Now it happened that the Naha Port bay, by the village of Madanbashi was often terrorized by a sea dragon who ate the villagers and destroyed their property. One day, the King was visiting the village when one of these attacks happened. The people scattered running to hide from the horrible sea dragon. The local noro had been told in a dream that he should instruct the king when he visited to stand on the beach and lift his figurine towards the dragon. She sent a young boy named Chiga to tell him the message which had come to her in a dream. The King upon hearing the message went to the seaside where he faced the sea monster with the figurine held high.
Shisa near Gana-mui Woods & the Naha Ohashi Bridge
Almost  immediately a giant roar could be heard all throughout  the village. A roar so deep and powerful that it even shook the sea dragon. Then a massive boulder then fell from heavens and crushing the sea dragon's tail. He couldn't move, and eventually died. This boulder and the dragon's body became covered with plants and surrounded by trees, and can still be seen by the port today. It is the "Gana-mui Woods" near Naha Ohashi bridge. The towns people built a large stone shisa to protect it from the dragon's spirit and other threats.

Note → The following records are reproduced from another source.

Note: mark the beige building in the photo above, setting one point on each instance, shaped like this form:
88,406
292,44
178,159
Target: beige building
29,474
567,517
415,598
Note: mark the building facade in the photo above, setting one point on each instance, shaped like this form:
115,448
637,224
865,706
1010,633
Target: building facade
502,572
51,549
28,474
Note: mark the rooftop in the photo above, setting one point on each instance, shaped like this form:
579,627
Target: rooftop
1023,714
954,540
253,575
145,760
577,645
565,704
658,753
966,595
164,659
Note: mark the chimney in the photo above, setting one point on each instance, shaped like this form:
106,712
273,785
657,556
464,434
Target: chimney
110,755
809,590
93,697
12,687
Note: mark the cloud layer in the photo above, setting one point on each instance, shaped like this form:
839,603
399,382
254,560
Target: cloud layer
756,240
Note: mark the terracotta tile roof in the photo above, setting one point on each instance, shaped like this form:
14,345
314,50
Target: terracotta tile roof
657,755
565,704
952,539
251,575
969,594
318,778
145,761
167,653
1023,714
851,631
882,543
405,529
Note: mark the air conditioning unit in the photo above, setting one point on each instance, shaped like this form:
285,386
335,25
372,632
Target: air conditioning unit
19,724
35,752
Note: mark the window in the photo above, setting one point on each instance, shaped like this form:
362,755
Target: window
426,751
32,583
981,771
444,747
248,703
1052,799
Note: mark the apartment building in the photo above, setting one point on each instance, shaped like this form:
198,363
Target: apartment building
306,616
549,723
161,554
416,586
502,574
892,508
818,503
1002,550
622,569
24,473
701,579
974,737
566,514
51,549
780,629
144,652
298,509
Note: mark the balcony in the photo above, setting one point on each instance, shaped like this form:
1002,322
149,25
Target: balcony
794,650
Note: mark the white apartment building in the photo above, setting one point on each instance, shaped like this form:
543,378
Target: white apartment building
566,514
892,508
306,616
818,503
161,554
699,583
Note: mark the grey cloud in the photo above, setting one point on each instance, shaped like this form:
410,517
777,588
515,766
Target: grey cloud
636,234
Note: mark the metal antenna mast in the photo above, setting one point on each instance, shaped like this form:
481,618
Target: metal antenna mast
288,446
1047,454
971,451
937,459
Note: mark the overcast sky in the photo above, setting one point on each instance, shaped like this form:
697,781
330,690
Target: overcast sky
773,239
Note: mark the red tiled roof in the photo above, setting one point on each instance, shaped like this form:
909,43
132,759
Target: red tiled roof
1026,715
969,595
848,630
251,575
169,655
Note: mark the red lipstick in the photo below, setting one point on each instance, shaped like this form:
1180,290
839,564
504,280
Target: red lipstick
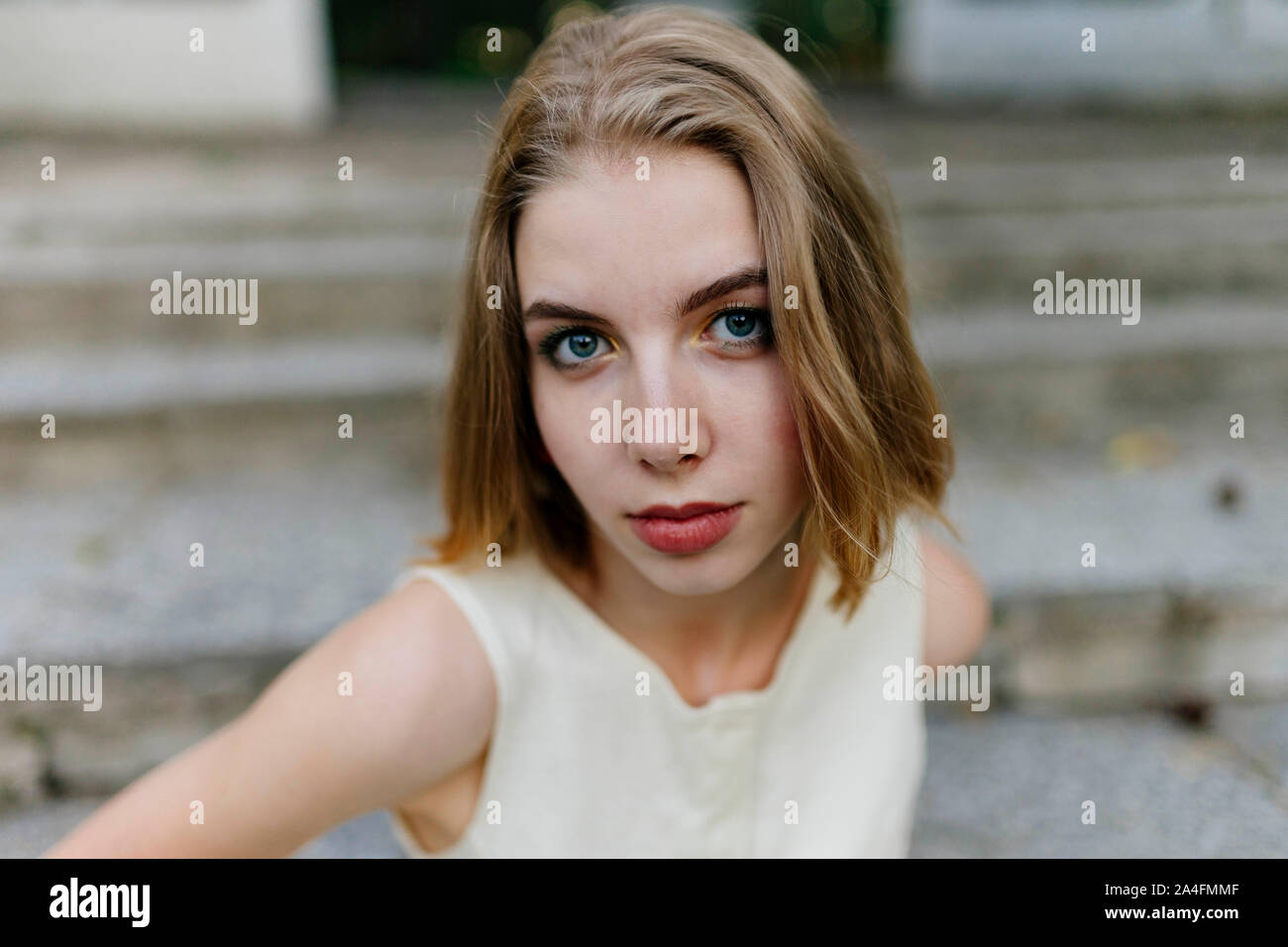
686,530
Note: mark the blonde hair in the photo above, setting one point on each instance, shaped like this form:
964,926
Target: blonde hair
668,77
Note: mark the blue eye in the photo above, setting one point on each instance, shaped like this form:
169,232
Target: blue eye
741,326
568,347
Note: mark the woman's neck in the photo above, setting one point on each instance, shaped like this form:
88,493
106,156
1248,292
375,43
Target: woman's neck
707,644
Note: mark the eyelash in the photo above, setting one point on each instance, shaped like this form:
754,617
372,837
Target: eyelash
548,346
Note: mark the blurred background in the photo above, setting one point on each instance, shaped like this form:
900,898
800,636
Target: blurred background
206,137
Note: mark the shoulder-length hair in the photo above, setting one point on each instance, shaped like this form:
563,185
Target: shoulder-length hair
668,77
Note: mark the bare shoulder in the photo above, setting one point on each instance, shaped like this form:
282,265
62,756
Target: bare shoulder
429,684
958,611
387,703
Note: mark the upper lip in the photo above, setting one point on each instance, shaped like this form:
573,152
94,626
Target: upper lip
687,512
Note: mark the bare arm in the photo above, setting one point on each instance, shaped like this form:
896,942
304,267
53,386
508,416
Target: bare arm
958,612
304,758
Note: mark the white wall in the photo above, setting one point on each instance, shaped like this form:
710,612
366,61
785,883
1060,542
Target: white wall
128,63
1146,50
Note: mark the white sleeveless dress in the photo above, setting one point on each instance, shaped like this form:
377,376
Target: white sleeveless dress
581,764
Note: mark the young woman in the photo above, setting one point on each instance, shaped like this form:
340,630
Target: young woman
635,639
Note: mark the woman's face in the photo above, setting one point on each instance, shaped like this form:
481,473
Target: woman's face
619,282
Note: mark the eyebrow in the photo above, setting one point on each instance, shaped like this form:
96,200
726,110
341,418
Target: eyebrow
732,282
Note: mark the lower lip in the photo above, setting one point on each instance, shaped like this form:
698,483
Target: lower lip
690,535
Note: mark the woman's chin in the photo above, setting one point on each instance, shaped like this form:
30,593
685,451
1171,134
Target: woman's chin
708,573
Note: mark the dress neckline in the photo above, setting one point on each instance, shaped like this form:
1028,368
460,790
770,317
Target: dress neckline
729,701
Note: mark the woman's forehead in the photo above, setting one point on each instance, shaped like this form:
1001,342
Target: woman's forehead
610,237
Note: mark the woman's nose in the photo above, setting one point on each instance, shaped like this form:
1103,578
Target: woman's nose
669,428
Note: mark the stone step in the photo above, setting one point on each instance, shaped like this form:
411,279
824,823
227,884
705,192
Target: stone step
301,528
1003,368
1162,789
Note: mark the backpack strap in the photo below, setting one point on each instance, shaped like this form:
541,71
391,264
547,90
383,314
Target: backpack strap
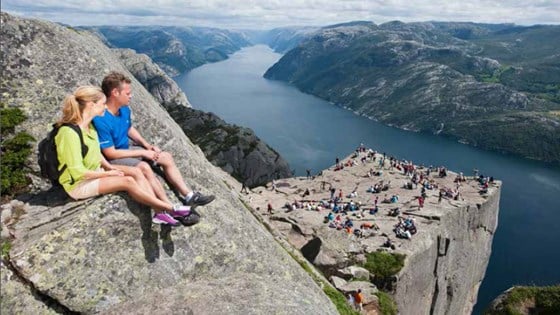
78,130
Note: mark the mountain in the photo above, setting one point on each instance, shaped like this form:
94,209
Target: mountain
283,39
492,86
103,255
174,49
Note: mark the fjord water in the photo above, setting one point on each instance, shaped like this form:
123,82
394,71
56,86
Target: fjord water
311,133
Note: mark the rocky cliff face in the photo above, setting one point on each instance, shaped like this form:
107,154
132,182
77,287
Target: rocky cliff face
175,49
420,77
235,149
103,254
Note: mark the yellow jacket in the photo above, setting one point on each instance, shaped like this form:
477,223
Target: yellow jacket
69,152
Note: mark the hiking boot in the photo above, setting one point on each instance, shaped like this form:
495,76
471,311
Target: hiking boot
164,218
180,211
191,219
199,199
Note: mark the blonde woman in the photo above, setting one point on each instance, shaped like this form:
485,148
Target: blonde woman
92,175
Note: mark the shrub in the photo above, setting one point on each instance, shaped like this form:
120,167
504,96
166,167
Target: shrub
546,301
15,151
387,305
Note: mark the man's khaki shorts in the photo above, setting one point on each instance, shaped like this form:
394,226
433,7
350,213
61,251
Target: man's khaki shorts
85,189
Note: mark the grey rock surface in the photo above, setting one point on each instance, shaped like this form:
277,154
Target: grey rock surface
154,79
355,272
235,149
103,254
445,261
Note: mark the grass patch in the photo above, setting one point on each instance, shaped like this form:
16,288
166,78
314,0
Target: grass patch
15,148
6,246
546,301
387,305
339,301
383,264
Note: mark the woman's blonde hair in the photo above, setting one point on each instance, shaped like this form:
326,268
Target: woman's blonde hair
75,103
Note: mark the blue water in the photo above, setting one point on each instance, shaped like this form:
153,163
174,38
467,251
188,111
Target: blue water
310,133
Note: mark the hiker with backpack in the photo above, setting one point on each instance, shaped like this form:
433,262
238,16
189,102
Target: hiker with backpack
115,129
87,175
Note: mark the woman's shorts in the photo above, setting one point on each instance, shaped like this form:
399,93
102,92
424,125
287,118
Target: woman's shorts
85,189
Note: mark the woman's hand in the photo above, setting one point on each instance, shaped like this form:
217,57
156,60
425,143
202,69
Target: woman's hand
113,172
151,155
153,148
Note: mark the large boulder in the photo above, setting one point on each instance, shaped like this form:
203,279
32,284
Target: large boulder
103,254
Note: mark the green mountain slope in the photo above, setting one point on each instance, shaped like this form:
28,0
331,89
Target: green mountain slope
487,85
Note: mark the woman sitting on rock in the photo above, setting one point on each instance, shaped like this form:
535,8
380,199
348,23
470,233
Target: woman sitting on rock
91,175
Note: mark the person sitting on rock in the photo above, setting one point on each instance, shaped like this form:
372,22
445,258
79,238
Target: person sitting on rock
115,128
359,300
91,175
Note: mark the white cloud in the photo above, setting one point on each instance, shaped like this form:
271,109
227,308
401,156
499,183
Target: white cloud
273,13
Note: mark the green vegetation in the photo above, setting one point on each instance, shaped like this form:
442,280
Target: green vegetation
383,264
15,151
6,246
387,305
339,301
535,300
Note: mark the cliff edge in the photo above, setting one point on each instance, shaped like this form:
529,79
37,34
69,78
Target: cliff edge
103,254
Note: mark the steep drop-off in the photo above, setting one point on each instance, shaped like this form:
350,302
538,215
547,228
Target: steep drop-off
235,149
174,49
421,77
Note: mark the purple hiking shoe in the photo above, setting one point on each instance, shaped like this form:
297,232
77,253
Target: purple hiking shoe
199,199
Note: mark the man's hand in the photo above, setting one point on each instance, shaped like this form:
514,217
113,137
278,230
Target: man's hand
151,155
154,148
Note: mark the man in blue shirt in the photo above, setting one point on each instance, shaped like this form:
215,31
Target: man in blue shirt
115,128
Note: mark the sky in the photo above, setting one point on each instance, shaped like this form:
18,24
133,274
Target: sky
267,14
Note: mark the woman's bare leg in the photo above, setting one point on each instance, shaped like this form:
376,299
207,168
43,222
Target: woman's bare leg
138,176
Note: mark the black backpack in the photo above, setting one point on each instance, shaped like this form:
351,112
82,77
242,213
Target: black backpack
48,159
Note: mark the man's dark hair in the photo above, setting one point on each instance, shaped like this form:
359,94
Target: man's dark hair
113,80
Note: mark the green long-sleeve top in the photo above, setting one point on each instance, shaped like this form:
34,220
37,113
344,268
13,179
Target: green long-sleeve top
69,152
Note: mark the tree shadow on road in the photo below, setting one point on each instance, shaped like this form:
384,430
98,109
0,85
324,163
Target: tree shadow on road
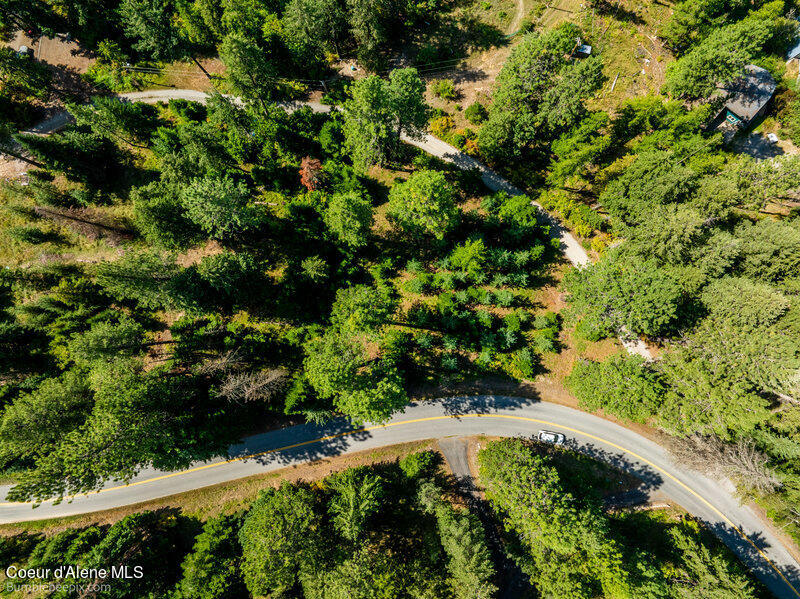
301,443
482,404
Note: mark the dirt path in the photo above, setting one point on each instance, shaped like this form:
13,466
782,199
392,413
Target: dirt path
514,27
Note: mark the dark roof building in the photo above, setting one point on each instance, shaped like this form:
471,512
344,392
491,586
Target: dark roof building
747,97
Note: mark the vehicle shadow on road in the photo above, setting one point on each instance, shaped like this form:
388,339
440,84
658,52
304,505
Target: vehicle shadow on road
651,480
301,443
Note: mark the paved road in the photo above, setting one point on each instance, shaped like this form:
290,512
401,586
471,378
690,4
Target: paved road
709,501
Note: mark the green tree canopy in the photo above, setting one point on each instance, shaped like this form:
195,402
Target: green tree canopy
424,204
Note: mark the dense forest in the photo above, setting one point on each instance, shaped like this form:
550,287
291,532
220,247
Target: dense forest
178,275
396,530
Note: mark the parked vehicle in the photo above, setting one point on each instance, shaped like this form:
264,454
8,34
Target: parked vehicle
551,437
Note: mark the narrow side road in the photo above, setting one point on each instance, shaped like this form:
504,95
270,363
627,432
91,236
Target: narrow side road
709,501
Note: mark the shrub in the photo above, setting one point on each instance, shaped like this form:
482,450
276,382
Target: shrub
442,126
445,89
546,320
418,465
476,113
625,386
524,363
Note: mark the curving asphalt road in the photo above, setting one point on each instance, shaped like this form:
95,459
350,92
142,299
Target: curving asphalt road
711,502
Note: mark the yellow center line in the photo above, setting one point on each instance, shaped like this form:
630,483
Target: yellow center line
432,418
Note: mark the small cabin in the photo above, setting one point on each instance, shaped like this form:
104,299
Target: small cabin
746,98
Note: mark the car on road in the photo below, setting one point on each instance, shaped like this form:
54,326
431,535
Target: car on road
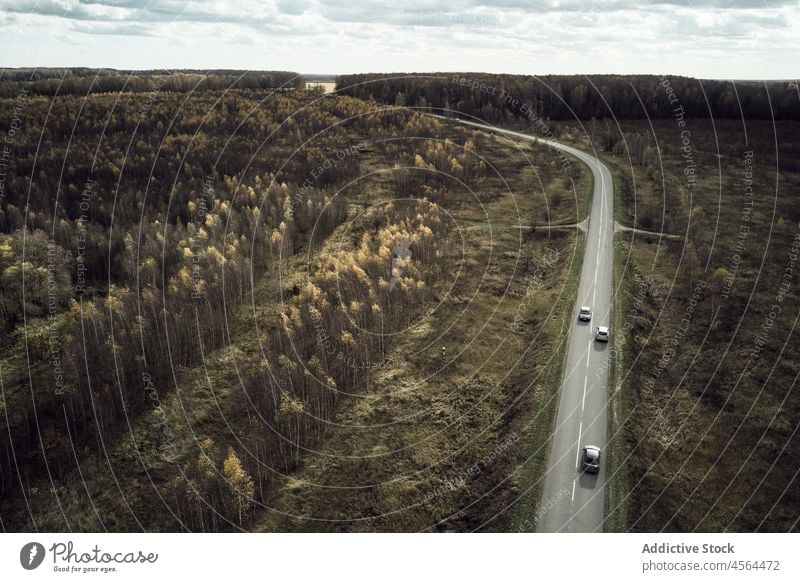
591,459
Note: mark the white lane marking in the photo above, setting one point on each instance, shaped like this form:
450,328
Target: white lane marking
583,401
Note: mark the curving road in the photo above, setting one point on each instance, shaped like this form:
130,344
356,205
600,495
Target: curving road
573,501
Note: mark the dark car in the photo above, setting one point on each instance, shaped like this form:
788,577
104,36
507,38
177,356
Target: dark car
591,459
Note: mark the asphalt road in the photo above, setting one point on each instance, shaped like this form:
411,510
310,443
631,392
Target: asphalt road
574,501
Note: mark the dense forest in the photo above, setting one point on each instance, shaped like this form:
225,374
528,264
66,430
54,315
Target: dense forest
136,226
517,98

The people of Okinawa call lion-dogs, shisa or shishi. pronounced "She-she" Shishi is a Chinese word meaning lion-dog. A shisa is a lion-dog originally from China that wards off evil spirits and was initially placed at the entrances of castles, temples, imperial mausoleums and communities. In Okinawa they can be seen on many houses as well. Many times there are two Shisa present one with mouth closed to warn potential evil to stay away from the property and one with the mouth open almost in a smile to welcome good spirts.
Photo courtesy of Lloyd Wanscott photographer for Okinawa Living Magazine

The Shishimai, or Shisa dance, is a lively dance performed by a two costumed performers. In the dance, the fierce guardian is transformed into a fun loving spirit as it leaps and runs, wagging its furry tail and snapping its great wooden jaws at the audience to bring the people in attendance good luck. Children and adults alike laugh and try to pet the Shisa as it bounds by and catches a ball thrown by a Chondara clown.

The Shisa brings a warm feeling of timeless joy and by means of its ancient protection. It has become a rich part of Ryukyuan history and culture as well as reflecting the traditional beliefs of the typical family in Okinawa.

Every year in Okinawa they hold an annual shisa-mai festival. I believe this years festival will be held on September 25th at the Agena Bullring in Uruma City. Several different groups will be competing for the honor of best Shisa-mai group 2011.

If your going to Okinawa early for the 5th World Uchinanchu Festival this may be something you should check out. I'm positive you won't be disappointed. Maybe I'll see you there!